Despite hawkish rhetoric from several including Fed chair Janet Yellen, the hike odds are declining across meetings as the economic numbers including inflation continue to disappoint to the downside, coupled with political gridlock in Washington and ongoing geo-political crisis. In addition to that, some policymakers have expressed doubts over the third hike for the year due to low inflation levels. However, still a majority of the policymakers are still hawkish on the hike outlook. In light of that, let’s take a look at the market pricing of hikes.

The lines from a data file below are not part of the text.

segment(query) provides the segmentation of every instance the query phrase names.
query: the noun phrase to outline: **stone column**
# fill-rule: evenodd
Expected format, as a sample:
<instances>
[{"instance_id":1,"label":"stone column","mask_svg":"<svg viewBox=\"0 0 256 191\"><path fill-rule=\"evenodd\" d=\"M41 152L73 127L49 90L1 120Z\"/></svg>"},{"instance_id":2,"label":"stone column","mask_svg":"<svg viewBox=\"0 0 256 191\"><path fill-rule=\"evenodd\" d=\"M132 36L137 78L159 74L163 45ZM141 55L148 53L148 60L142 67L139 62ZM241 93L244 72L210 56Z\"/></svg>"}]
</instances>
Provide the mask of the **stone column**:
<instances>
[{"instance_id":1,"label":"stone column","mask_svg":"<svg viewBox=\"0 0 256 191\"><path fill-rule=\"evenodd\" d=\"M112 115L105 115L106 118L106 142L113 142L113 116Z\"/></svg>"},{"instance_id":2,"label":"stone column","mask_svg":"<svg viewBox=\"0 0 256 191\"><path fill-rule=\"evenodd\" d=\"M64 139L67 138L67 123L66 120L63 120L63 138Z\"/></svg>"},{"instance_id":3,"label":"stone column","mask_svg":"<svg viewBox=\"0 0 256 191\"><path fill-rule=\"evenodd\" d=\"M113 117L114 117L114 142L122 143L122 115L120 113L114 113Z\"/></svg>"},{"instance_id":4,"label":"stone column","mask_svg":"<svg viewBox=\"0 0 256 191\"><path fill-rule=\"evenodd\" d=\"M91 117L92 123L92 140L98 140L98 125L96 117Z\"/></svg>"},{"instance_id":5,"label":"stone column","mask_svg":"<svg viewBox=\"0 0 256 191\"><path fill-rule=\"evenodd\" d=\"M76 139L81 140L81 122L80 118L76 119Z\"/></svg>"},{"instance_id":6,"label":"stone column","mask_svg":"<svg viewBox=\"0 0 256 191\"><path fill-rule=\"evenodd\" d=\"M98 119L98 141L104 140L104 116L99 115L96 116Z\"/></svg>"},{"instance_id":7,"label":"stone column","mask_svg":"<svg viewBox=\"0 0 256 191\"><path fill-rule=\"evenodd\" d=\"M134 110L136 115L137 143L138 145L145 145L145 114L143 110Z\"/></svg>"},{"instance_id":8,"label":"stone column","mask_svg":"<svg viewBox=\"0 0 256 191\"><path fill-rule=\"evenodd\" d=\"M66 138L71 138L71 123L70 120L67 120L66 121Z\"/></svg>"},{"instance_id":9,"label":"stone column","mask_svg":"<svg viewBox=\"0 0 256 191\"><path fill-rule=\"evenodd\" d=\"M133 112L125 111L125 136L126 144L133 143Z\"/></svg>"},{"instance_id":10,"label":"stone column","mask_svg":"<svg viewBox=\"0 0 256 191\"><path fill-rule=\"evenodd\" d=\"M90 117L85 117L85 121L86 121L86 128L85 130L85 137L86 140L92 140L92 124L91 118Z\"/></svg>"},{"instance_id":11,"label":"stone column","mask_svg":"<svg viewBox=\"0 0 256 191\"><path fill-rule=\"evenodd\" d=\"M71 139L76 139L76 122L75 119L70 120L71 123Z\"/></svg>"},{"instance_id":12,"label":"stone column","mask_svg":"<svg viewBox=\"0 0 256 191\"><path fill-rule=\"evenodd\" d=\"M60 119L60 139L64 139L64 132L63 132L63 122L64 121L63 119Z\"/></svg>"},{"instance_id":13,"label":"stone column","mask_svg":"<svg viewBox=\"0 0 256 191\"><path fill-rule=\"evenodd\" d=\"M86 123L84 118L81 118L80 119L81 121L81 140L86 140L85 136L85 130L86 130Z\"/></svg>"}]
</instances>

The current interest rate is at 1.00-1.25 percent. (Note, all calculations are based on data as of 30th August)

  • September 20th meeting: Market is attaching 97.3 percent probability that rates will be at 1.00-1.25 percent, and 2.7 percent probability that rates will be cut to 0.75-1.00 percent.
  • November 1st meeting: Market is attaching 95.4 percent probability that rates will be at 1.00-1.25 percent, 1.9 percent probability that rates will be at 1.25-1.50 percent, and 2.7 percent probability that rates will be cut to 0.75-1.00 percent.
  • December 13th meeting: Market is attaching 66.6 percent probability that rates will be at 1.00-1.25 percent, 30.9 percent probability that rates will be at 1.25-1.50 percent, 0.6 percent probability that rates will be at 1.50-1.75 percent, and 1.8 percent probability that rates will be cut to 0.75-1.00 percent.
  • January 2018 meeting: Market is attaching 65.3 percent probability that rates will be at 1.00-1.25 percent, 31.6 percent probability that rates will be at 1.25-1.50 percent, 1.2 percent probability that rates will be at 1.50-1.75 percent, and 1.8 percent probability that rates will be cut to 0.75-1.00 percent.
  • March 2018 meeting: Market is attaching 58.1 percent probability that rates will be at 1.00-1.25 percent, 35.4 percent probability that rates will be at 1.25-1.50 percent, 4.7 percent probability that rates will be at 1.50-1.75 percent, 0.1 percent probability that rates will be at 1.75-2.00 percent and 1.6 percent probability that rates will be cut to 0.75-1.00 percent.
  • May 2018 meeting: Market is attaching 58.1 percent probability that rates will be at 1.00-1.25 percent, 35.4 percent probability that rates will be at 1.25-1.50 percent, 4.7 percent probability that rates will be at 1.50-1.75 percent, 0.1 percent probability that rates will be at 1.75-2.00 percent, and 1.6 percent probability that rates will be cut to 0.75-1.00 percent.
  • June 2018 meeting: Market is attaching 46.8 percent probability that rates will be at 1.00-1.25 percent, 40 percent probability that rates will be at 1.25-1.50 percent, 10.8 percent probability that rates will be at 1.50-1.75 percent, 1.1 percent probability that rates will be at 1.75-2.00 percent, and 1.3 percent probability that rates will be cut to 0.75-1.00 percent

The probability is suggesting,

  • There has been a lot of changes since our last review more than a week ago. Hike odds have not only diminished by 8-10 percentage points across the board, the market has pushed back rate hike expectation from March 2018 to June 2018.
  • The financial market is still not pricing a third hike in December, instead the next hike is priced in June 2018 with 51.9 percent probability.
  • We are currently expecting the third rate hike in December and the beginning of balance sheet trimming in September.